Greg May agrees with Bricker that the draw of board game cafés is social. He started The Uncommons, a board-game café in New York City, in October 2013. May says that the cafe provides a better social environment than a bar or a traditional coffee shop.
“We’re a pretty popular date spot,” May said by phone. “Board games provide a low-impact, easy, intimate alternative to just sitting around.”
While the café is a popular venue for dates, most of the customers are already board-game fans, May said. Board games are the main attraction of The Uncommons ― and its advantage over other places in New York City.
“We’re not the best bar in New York City, you know? We’re also not the best coffee shop in New York City,” May said. “We are the best board-game café on the eastern seaboard.”
The recent success of board-game cafés, like The Uncommons and The Cardboard Café, parallel the popularity of board games generally, he said.
The draw to board games has increased because, in a poor economy, they are seen as a more affordable, long-term investment than other forms of entertainment, said Mary Pilon, author of The Monopolists. In general, board games do better in poor economic times, Pilon said in an interview from Washington, D.C. where she was attending an event for her book. After the recession of 2008, board games were seen as a cheap mode of entertainment, she said.

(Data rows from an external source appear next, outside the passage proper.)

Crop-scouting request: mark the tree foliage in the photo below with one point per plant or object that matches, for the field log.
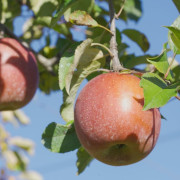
(65, 63)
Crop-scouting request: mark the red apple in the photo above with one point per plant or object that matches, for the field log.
(110, 122)
(18, 75)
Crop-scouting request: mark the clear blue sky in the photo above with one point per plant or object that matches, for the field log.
(161, 164)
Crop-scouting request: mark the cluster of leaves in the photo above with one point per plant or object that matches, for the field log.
(66, 63)
(15, 150)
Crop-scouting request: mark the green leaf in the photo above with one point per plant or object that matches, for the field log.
(138, 38)
(86, 60)
(172, 37)
(65, 63)
(84, 159)
(48, 82)
(67, 108)
(177, 4)
(25, 144)
(79, 52)
(43, 7)
(64, 66)
(176, 70)
(130, 61)
(60, 138)
(133, 9)
(15, 160)
(82, 18)
(79, 5)
(63, 6)
(161, 63)
(156, 92)
(175, 36)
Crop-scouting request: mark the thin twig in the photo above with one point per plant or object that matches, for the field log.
(177, 97)
(120, 11)
(169, 68)
(113, 44)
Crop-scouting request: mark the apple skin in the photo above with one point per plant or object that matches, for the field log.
(110, 122)
(18, 75)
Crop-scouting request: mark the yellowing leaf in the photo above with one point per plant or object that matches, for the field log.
(82, 18)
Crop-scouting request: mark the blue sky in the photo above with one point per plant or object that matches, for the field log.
(161, 164)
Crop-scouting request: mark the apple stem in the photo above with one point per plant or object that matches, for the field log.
(116, 65)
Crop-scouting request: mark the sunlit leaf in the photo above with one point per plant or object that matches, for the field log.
(80, 5)
(43, 7)
(82, 18)
(156, 92)
(84, 159)
(23, 143)
(65, 63)
(175, 36)
(161, 63)
(60, 138)
(172, 38)
(15, 160)
(86, 60)
(79, 52)
(138, 38)
(63, 6)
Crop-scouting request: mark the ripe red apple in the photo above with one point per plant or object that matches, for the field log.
(110, 122)
(18, 75)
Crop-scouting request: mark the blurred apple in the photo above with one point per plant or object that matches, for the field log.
(18, 75)
(110, 121)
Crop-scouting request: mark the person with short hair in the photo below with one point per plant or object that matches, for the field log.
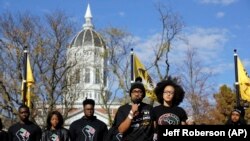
(24, 130)
(88, 128)
(54, 130)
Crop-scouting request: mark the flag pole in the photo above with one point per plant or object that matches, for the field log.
(236, 79)
(25, 75)
(132, 65)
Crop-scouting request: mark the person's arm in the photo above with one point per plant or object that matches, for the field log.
(72, 133)
(124, 126)
(39, 134)
(104, 132)
(10, 136)
(43, 136)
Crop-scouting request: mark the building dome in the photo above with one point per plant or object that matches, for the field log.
(88, 36)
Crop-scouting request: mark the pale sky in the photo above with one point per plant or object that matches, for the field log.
(214, 27)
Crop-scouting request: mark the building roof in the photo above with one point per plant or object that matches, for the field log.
(88, 36)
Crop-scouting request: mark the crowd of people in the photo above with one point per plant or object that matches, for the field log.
(134, 121)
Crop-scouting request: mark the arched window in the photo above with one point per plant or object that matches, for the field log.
(97, 76)
(87, 75)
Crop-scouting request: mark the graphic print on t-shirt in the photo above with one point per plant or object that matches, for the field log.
(89, 133)
(169, 119)
(54, 137)
(22, 134)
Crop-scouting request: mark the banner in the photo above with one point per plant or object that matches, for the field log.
(140, 71)
(244, 81)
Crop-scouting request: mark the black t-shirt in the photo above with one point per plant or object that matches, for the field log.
(141, 128)
(168, 115)
(88, 129)
(61, 134)
(3, 135)
(24, 132)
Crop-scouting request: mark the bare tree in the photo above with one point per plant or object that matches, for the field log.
(171, 27)
(119, 45)
(47, 40)
(195, 82)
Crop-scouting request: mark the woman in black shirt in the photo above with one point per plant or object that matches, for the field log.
(55, 130)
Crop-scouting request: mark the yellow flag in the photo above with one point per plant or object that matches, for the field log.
(30, 81)
(140, 71)
(30, 78)
(244, 81)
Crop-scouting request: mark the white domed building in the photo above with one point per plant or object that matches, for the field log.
(86, 77)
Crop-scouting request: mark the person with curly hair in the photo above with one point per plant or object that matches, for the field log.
(88, 127)
(132, 120)
(237, 117)
(24, 130)
(169, 95)
(55, 130)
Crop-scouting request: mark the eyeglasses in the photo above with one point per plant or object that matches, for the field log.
(137, 91)
(168, 92)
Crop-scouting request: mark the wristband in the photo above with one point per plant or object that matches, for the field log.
(131, 112)
(130, 116)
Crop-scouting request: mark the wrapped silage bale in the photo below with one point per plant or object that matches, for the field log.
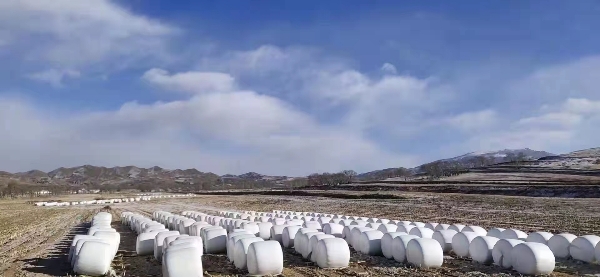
(481, 249)
(264, 258)
(369, 243)
(444, 238)
(476, 229)
(94, 258)
(559, 245)
(332, 253)
(288, 235)
(583, 248)
(532, 258)
(513, 234)
(461, 242)
(333, 229)
(312, 245)
(502, 252)
(240, 251)
(183, 262)
(158, 241)
(424, 253)
(541, 237)
(421, 232)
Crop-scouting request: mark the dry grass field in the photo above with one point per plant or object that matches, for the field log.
(33, 240)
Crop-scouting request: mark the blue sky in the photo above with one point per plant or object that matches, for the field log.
(293, 87)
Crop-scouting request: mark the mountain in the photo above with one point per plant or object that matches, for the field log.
(469, 160)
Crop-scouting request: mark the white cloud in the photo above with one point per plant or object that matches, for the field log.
(190, 82)
(388, 68)
(54, 76)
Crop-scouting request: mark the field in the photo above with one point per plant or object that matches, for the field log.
(33, 240)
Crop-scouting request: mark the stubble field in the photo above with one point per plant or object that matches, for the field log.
(34, 240)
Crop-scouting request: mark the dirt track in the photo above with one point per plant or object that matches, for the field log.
(40, 248)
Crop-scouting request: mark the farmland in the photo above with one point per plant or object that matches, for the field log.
(33, 240)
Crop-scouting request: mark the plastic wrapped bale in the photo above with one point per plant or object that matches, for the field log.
(559, 245)
(501, 252)
(288, 235)
(94, 258)
(476, 229)
(355, 235)
(240, 250)
(144, 244)
(424, 253)
(333, 229)
(313, 225)
(495, 232)
(312, 245)
(513, 234)
(481, 249)
(369, 243)
(399, 245)
(461, 242)
(441, 227)
(444, 238)
(264, 258)
(456, 227)
(583, 248)
(183, 262)
(532, 258)
(541, 237)
(158, 241)
(421, 232)
(264, 230)
(277, 232)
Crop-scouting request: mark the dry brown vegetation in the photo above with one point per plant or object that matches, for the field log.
(33, 239)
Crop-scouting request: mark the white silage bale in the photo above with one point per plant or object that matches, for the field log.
(532, 258)
(277, 232)
(288, 235)
(144, 244)
(424, 253)
(501, 254)
(355, 235)
(476, 229)
(183, 262)
(240, 251)
(461, 242)
(387, 228)
(495, 232)
(559, 245)
(513, 234)
(541, 237)
(313, 225)
(444, 238)
(94, 258)
(158, 241)
(399, 245)
(369, 243)
(312, 245)
(264, 258)
(333, 229)
(332, 253)
(456, 227)
(386, 243)
(441, 227)
(481, 249)
(421, 232)
(583, 248)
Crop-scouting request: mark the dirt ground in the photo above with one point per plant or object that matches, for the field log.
(33, 240)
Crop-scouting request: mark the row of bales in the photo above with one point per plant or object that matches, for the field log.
(325, 239)
(92, 254)
(110, 201)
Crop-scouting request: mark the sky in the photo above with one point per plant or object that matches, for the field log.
(287, 87)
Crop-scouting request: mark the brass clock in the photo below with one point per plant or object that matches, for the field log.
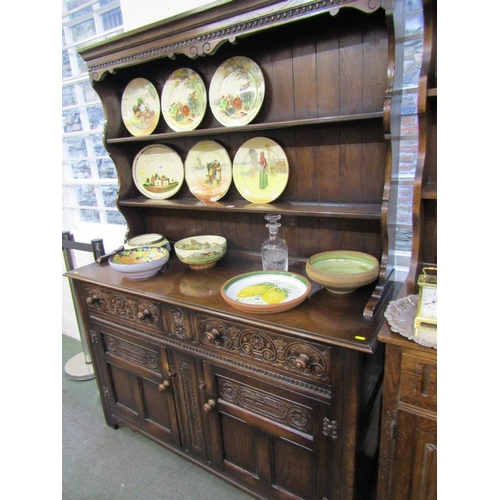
(426, 317)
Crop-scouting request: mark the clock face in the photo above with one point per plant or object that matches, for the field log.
(428, 305)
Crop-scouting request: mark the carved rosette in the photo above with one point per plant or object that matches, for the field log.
(266, 347)
(284, 412)
(122, 306)
(131, 352)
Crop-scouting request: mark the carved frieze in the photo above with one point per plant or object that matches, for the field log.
(266, 347)
(123, 306)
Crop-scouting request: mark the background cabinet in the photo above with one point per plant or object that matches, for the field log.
(287, 405)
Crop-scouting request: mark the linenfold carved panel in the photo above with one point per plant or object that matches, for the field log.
(289, 354)
(123, 306)
(131, 352)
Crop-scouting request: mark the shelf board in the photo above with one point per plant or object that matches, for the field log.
(250, 128)
(371, 211)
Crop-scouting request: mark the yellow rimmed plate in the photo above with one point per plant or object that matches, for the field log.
(158, 171)
(265, 292)
(260, 170)
(140, 107)
(208, 171)
(236, 91)
(184, 100)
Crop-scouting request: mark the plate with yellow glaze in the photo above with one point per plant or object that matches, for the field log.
(236, 91)
(260, 170)
(264, 292)
(140, 107)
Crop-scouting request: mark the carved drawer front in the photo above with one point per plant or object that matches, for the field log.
(272, 350)
(418, 381)
(283, 411)
(121, 307)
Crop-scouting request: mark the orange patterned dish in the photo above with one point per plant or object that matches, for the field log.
(264, 292)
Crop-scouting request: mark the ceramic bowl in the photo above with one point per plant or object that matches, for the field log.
(140, 262)
(201, 252)
(342, 271)
(147, 240)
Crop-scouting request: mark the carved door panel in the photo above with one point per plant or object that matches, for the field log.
(135, 382)
(188, 391)
(266, 437)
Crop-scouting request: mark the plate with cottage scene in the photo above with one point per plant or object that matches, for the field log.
(158, 172)
(184, 100)
(140, 107)
(208, 171)
(264, 292)
(260, 170)
(236, 91)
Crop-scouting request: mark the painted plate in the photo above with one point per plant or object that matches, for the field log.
(260, 170)
(140, 107)
(184, 100)
(264, 292)
(158, 172)
(236, 91)
(208, 171)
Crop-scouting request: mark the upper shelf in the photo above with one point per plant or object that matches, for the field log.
(251, 127)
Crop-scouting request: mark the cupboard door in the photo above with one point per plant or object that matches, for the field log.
(414, 474)
(266, 437)
(135, 381)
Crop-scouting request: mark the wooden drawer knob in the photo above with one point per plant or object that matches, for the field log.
(302, 362)
(209, 406)
(212, 336)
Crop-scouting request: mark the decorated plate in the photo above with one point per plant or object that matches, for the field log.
(264, 292)
(140, 107)
(260, 170)
(158, 172)
(208, 171)
(236, 91)
(183, 100)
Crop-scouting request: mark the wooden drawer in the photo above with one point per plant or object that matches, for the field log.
(118, 307)
(418, 385)
(295, 357)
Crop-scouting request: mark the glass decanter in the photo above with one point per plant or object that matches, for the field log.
(274, 249)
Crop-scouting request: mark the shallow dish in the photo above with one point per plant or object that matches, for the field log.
(184, 100)
(260, 170)
(140, 107)
(265, 292)
(141, 262)
(342, 271)
(201, 252)
(236, 91)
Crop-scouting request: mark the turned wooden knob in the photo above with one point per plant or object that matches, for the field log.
(209, 406)
(302, 361)
(143, 314)
(212, 336)
(92, 299)
(164, 385)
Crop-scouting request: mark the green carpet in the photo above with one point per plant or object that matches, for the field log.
(100, 463)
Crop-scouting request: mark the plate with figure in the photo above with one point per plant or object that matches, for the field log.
(236, 91)
(140, 107)
(208, 171)
(184, 100)
(260, 170)
(263, 292)
(158, 172)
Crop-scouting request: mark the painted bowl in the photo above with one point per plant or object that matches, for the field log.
(147, 240)
(140, 262)
(201, 252)
(342, 271)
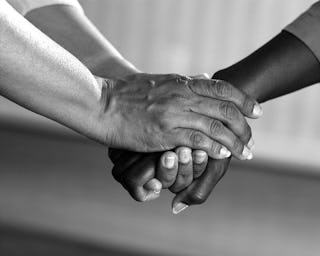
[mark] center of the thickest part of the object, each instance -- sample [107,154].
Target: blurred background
[56,191]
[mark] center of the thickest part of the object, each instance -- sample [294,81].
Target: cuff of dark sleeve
[307,28]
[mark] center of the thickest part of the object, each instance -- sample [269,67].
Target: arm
[283,65]
[43,77]
[40,75]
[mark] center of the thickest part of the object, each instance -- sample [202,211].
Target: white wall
[195,36]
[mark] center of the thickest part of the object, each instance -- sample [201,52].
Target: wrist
[239,80]
[114,67]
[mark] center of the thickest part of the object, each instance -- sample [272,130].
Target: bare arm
[283,65]
[69,27]
[40,75]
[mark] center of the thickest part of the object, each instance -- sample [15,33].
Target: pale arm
[70,27]
[38,74]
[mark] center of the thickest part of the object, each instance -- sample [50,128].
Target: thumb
[199,190]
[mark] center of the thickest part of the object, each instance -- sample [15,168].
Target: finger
[137,175]
[197,140]
[223,90]
[201,76]
[200,189]
[126,159]
[167,169]
[115,154]
[228,113]
[216,134]
[185,170]
[200,160]
[153,189]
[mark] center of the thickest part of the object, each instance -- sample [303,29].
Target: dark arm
[283,65]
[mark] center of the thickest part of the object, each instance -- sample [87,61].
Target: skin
[263,78]
[134,112]
[71,29]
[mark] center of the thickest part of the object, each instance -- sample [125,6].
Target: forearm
[283,65]
[70,28]
[40,75]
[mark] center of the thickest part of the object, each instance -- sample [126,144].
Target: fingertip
[151,196]
[184,155]
[168,159]
[177,205]
[154,185]
[257,110]
[199,156]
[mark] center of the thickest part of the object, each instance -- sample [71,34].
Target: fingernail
[251,143]
[151,196]
[247,154]
[257,110]
[206,75]
[169,162]
[224,152]
[199,157]
[185,156]
[179,207]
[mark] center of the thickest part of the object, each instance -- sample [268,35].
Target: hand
[137,176]
[159,112]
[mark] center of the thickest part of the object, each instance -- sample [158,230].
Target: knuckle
[215,148]
[237,146]
[130,182]
[248,105]
[198,198]
[222,89]
[215,128]
[196,139]
[247,133]
[168,178]
[229,111]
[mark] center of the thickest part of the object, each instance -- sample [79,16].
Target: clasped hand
[173,113]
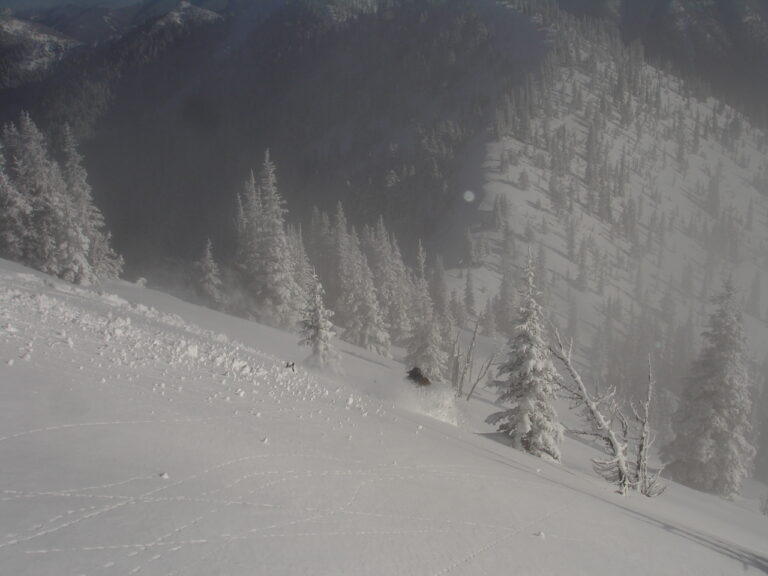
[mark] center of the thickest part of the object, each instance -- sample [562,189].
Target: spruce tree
[207,279]
[317,331]
[14,211]
[531,381]
[365,326]
[87,219]
[277,293]
[712,449]
[426,349]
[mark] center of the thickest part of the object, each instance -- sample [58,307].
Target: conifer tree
[531,381]
[469,293]
[207,278]
[317,331]
[712,449]
[87,222]
[39,183]
[274,285]
[14,212]
[426,349]
[365,325]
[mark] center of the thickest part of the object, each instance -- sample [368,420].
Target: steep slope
[724,42]
[148,435]
[28,51]
[637,195]
[374,110]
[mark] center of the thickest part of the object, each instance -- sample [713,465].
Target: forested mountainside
[724,42]
[28,51]
[374,110]
[639,191]
[638,194]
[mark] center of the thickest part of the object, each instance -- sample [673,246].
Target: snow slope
[28,50]
[141,434]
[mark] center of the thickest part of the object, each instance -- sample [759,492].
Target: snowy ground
[140,434]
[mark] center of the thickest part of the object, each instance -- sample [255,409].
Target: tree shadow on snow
[747,558]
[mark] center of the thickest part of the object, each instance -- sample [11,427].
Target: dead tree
[601,411]
[463,366]
[647,483]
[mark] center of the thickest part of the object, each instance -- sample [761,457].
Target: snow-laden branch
[615,468]
[648,484]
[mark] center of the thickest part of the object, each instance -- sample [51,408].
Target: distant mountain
[724,42]
[28,51]
[356,104]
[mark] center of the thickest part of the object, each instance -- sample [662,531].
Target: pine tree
[439,288]
[390,278]
[426,349]
[87,219]
[365,326]
[272,265]
[207,279]
[505,303]
[469,293]
[317,331]
[488,319]
[531,382]
[14,212]
[712,448]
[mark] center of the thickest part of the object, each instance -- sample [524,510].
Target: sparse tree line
[48,220]
[717,392]
[712,447]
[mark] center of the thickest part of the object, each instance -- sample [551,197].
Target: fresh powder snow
[140,434]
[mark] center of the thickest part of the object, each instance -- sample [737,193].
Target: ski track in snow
[299,462]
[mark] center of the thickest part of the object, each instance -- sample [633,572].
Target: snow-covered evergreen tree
[87,219]
[14,211]
[207,278]
[365,324]
[426,349]
[39,183]
[426,346]
[264,253]
[531,381]
[712,449]
[317,331]
[49,220]
[390,279]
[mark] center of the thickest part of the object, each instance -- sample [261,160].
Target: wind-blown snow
[140,434]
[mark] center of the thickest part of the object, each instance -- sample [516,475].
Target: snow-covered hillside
[141,434]
[27,50]
[637,193]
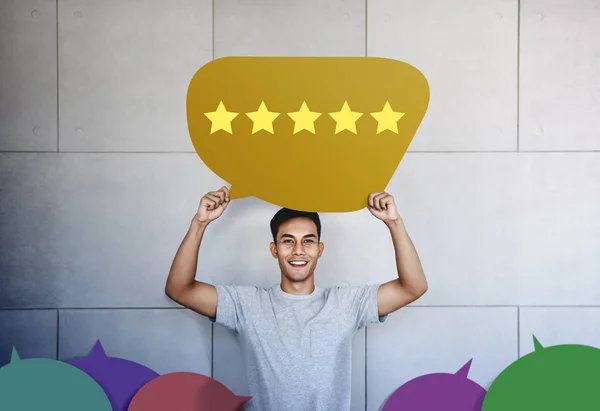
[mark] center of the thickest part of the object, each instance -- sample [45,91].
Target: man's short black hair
[286,214]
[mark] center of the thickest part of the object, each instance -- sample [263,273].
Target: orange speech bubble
[307,133]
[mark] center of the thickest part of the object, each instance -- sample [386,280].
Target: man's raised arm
[181,285]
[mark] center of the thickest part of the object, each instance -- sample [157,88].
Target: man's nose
[298,249]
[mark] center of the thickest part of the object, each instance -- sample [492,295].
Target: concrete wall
[499,189]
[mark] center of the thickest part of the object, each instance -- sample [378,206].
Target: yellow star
[387,119]
[304,119]
[262,119]
[221,119]
[345,119]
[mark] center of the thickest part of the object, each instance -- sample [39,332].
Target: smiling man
[296,337]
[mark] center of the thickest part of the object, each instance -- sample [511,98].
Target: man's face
[297,248]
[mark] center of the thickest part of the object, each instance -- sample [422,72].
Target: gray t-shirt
[297,348]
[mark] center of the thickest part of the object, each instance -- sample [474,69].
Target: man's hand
[382,206]
[212,205]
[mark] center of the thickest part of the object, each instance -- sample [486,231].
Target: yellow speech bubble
[307,133]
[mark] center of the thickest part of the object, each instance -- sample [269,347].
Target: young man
[296,337]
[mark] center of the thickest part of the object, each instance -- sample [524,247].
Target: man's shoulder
[244,291]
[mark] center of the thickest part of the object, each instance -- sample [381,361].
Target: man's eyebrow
[291,236]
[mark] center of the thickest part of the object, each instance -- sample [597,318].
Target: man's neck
[298,288]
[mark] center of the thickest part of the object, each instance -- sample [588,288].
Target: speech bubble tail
[236,192]
[241,400]
[97,350]
[464,371]
[536,344]
[14,356]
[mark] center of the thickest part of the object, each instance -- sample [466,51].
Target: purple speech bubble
[441,391]
[119,378]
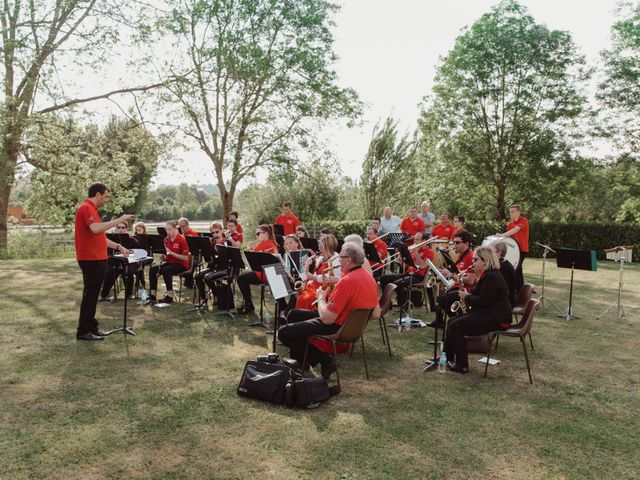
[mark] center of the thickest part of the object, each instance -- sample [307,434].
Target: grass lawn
[163,405]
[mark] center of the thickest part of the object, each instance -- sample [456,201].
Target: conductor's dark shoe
[89,336]
[327,370]
[246,310]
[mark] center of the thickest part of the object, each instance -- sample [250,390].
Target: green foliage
[261,77]
[315,188]
[388,171]
[497,128]
[171,202]
[70,157]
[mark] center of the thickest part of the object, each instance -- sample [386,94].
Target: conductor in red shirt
[355,289]
[91,253]
[288,220]
[519,231]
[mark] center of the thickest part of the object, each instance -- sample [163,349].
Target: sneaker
[89,337]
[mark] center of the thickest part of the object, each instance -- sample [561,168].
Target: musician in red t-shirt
[412,224]
[411,275]
[462,245]
[266,243]
[445,229]
[519,231]
[176,260]
[91,253]
[288,220]
[381,248]
[233,235]
[355,289]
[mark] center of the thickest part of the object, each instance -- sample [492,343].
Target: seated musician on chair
[176,260]
[355,289]
[381,248]
[214,270]
[265,238]
[506,269]
[489,309]
[412,275]
[462,246]
[116,269]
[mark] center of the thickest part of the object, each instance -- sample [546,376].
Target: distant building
[19,213]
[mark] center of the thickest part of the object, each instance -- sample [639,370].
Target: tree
[36,37]
[388,169]
[505,101]
[261,76]
[123,155]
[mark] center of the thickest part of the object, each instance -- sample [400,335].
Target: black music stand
[125,329]
[310,243]
[580,259]
[258,260]
[232,256]
[280,287]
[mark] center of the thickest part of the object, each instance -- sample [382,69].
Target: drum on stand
[513,250]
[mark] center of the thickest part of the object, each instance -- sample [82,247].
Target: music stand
[126,261]
[280,287]
[232,256]
[543,297]
[310,243]
[257,260]
[620,254]
[580,259]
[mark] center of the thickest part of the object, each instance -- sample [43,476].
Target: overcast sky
[388,52]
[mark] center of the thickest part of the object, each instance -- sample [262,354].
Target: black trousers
[455,344]
[519,274]
[113,271]
[208,276]
[303,324]
[244,282]
[92,277]
[402,280]
[168,271]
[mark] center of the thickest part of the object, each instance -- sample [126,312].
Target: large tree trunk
[8,162]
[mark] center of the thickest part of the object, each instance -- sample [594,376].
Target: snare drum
[513,250]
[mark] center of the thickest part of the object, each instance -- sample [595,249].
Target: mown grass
[163,405]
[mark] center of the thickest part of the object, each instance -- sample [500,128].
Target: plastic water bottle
[442,364]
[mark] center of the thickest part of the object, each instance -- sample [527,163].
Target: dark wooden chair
[351,331]
[520,331]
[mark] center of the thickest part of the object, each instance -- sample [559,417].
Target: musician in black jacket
[506,269]
[488,309]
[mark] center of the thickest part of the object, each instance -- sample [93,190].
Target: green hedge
[581,235]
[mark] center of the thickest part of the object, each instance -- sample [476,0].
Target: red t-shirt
[522,235]
[89,245]
[382,250]
[289,223]
[412,226]
[236,237]
[267,246]
[190,233]
[444,231]
[177,245]
[356,289]
[425,253]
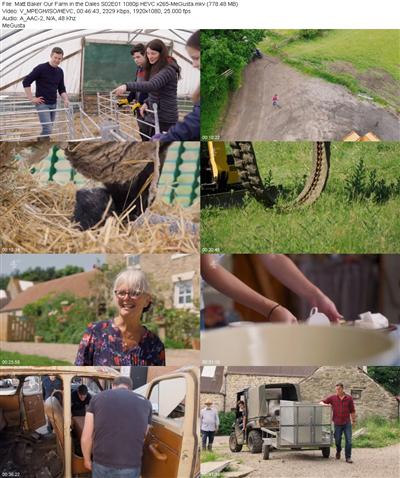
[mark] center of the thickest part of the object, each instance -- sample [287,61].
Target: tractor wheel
[266,450]
[246,165]
[254,441]
[233,444]
[326,451]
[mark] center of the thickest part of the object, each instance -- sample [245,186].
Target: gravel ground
[309,108]
[368,463]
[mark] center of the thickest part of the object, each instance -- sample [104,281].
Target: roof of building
[214,383]
[273,371]
[77,284]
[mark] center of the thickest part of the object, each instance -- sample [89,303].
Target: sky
[10,262]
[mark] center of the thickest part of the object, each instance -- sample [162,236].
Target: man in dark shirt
[49,79]
[116,423]
[79,399]
[343,416]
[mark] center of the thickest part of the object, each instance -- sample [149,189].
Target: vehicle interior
[34,443]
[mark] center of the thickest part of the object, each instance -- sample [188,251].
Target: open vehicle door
[171,447]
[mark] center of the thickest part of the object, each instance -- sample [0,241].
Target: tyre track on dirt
[310,108]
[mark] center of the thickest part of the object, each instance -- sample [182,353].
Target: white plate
[275,344]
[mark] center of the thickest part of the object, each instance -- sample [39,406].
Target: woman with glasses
[123,340]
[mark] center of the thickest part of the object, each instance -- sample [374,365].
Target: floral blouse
[102,344]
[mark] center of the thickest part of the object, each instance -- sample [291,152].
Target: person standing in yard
[123,340]
[209,423]
[161,77]
[343,417]
[49,79]
[80,399]
[116,424]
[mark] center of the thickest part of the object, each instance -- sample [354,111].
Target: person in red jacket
[343,416]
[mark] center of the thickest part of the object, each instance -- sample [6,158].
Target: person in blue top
[49,79]
[189,128]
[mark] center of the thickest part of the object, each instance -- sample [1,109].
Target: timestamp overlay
[27,14]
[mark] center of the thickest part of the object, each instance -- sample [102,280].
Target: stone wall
[235,383]
[161,268]
[374,400]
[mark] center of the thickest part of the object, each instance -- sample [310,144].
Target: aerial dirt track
[309,108]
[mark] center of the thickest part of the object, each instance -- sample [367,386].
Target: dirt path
[310,108]
[178,357]
[368,462]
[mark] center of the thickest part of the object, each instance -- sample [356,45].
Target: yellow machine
[227,176]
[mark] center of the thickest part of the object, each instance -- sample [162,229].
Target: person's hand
[282,315]
[37,101]
[326,306]
[143,109]
[120,91]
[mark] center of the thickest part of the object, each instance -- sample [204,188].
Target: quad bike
[227,176]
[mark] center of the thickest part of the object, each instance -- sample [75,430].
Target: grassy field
[14,358]
[331,225]
[379,433]
[365,61]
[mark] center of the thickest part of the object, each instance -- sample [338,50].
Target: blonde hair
[133,279]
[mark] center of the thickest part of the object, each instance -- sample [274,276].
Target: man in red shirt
[343,416]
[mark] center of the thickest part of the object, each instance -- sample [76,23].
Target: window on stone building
[183,294]
[133,261]
[356,393]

“When you think about board games in the context of other consumer products, it makes a little more sense,” she said. “If you buy one board game ― that can last for a long, long time.”
Board-game cafés offer gamers the opportunity to enjoy a game over a tea or coffee.
The growing appeal of board games as a long-term investment has increased their overall sales. Sales have gone up every year for the last six years, according to ICv2, a board game business news site which tracks industry sales.
Days of Wonder, a board game publisher based in Los Altos, Calif., whose flagship game is Ticket to Ride, can confirm the increase in popularity. The sales of their own board games has risen dramatically. Since its release in 2004, Ticket to Ride has increased sales each year, totalling over three million copies sold, said Mark Kaufmann, vice president of sales and marketing for Days of Wonder.
Part of the reason why Ticket to Ride has sold more copies year over year is the company made an app version of the game, Kaufmann said.
“People were exposed to the game that might not have been interested in playing board games.”
That exposure has helped make board games more popular and that popularity will continue, Kaufmann said.
While technology has created more exposure for board games like Ticket to Ride, it may also be the reason why people are turning to pre-digital play. The renewed popularity of board games may also be a reaction to the amount of time we spend each day in front of screens, say experts.
A backlash against technology has driven the increase in popularity, said Pilon, whose book tracks the history of Monopoly. As our lives move increasingly online, there’s a desire to have an in-person connection, she said.
“Board games reflect a really clear in-person connection that I think people still crave,” Pilon said. “Technology is pushing a lot of that.”
As long as people keep questioning their relationship with technology and how much time they spend with other people, then the trends will continue, Pilon said.
Back at The Cardboard Café, Mayer and Cooper have advanced on each other’s defenses, but their game of chess sits at a stalemate.
“Was it your move or my move? I don’t even remember,” Mayer says, with a laugh.